Alexandria Jonas: Carrying Stories Across the Country


“As an ally, it doesn’t mean that we should be silent. It means that we need to speak up in our own communities.”


Alex Jones discusses her response to farmworker deaths in California, attending her first FLOC meeting, and the difference between being voiceless and having your voice silenced.  

Alexandria Jonas: A couple of years ago in California, I think, seven people died in one season and that’s a state even where there are laws about shade and water.  The issue is systemic and the reality is that this work will always be difficult and hot and there are precautions that can be taken.  It’s a broad multi-layered issue but the fact that people are working, that they’re in their job and that a possible result of their job is that they are suffering from the heat, not because it’s just hot, but because you’re not able to stop when you want to stop or when you know your body needs to stop. You’re not able to get water or even if you’re able to get water you can’t get it until the end of the row.  So even if you go to every row and then get water, that’s you know, if you have a crew leader or grower that allows that.  That’s absolutely unjust that basic human functions that our bodies need, that people have to struggle just to be able to have those! So I think a lot of times it’s circumstances and stories like that that strike the human spirit, that really touch us because they’re shocking and they’re appalling.

But I think I learned over that first year, the very first workers’ meeting that I went to was maybe two or three months later in the western part of the state. There were probably about 35 people that came together and it was a union meeting and a training and Leticia who was the vice president of the union and the director in NC of FLOC, she and the other organizers led some activities that day and it became really clear when we were there that they were the ones facilitating the activities, but they were just the guides.  And the people with the real answers and the real expertise were the workers and the people making decisions.  And respect was absolutely inherent in the full process and I’m sure that plenty of people in that room had experienced similar situations in their work.  It didn’t rise to the level of seriousness that their life was threatened but they were able to talk about those circumstances, they were able to talk about possible solutions and how to work together and then in the meantime, they also had fun.  And people laughed together, and they got real together.
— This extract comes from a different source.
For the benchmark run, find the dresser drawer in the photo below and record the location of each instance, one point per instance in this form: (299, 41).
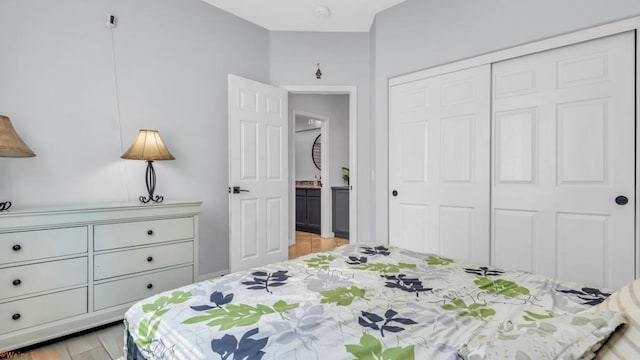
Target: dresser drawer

So those two experiences are really illustrative of the spectrum of this work and the farm worker movement in general.  That there are, unfortunately stories that we can see every day that happen that are just, I think, that just effect us on a human level that we can relate to people and just feel really deeply concerned and touched but then on the other end of that is like the strength of the human spirit and people coming together and saying this is not right and this is why.  You know, I think it’s really important, maybe in Christianity, it can be compared even to like the resurrection, like we can’t as allies and as supporters, we can’t stay in that place where we’re incapacitated by grief or by just the difficulty of what people are facing in the fields but that we have to move forward and support what changes are happening and the people that are leading those changes.  You know?  So that’s been a constant process as I’ve been an organizer here is coming to understand that.

Like I said, growing up in a traditional church, it’s not language that we learn every day.  There are lessons, but the application of those lessons that we learn in Sunday school or you know, in religious education, they’re really different when you apply them.  And especially in terms as our roles in NFWM, and being support, it’s trusting that the people who are working in the fields are really the ones that know. They’re the ones with experience every day, and they’re the ones that will lead the change, and we’re going to support that.

Alexandria Jonas:  You know one thing to add to that, I think, is about voice.  Just even semantics can make a big difference because a lot of times we say, “We’re speaking out for the voiceless,” and this is a perfect example of something I had said in the past. It’s a really common phrase like, “Farm workers are voiceless.”  And I’ve really come to understand how wrong that is.  That it’s one thing if peoples’ voices are being silenced, but no human being is voiceless.  No one is.  And farm workers, you know, people who are doing farm work have a voice just as much as everyone else does.  They might not be able to influence the legislature by their vote, but certainly, it’s our responsibility to listen to what people say and be our own voices in our communities, too.  That as an ally, it doesn’t mean that we should be silent. It means that we need to speak up in our own communities.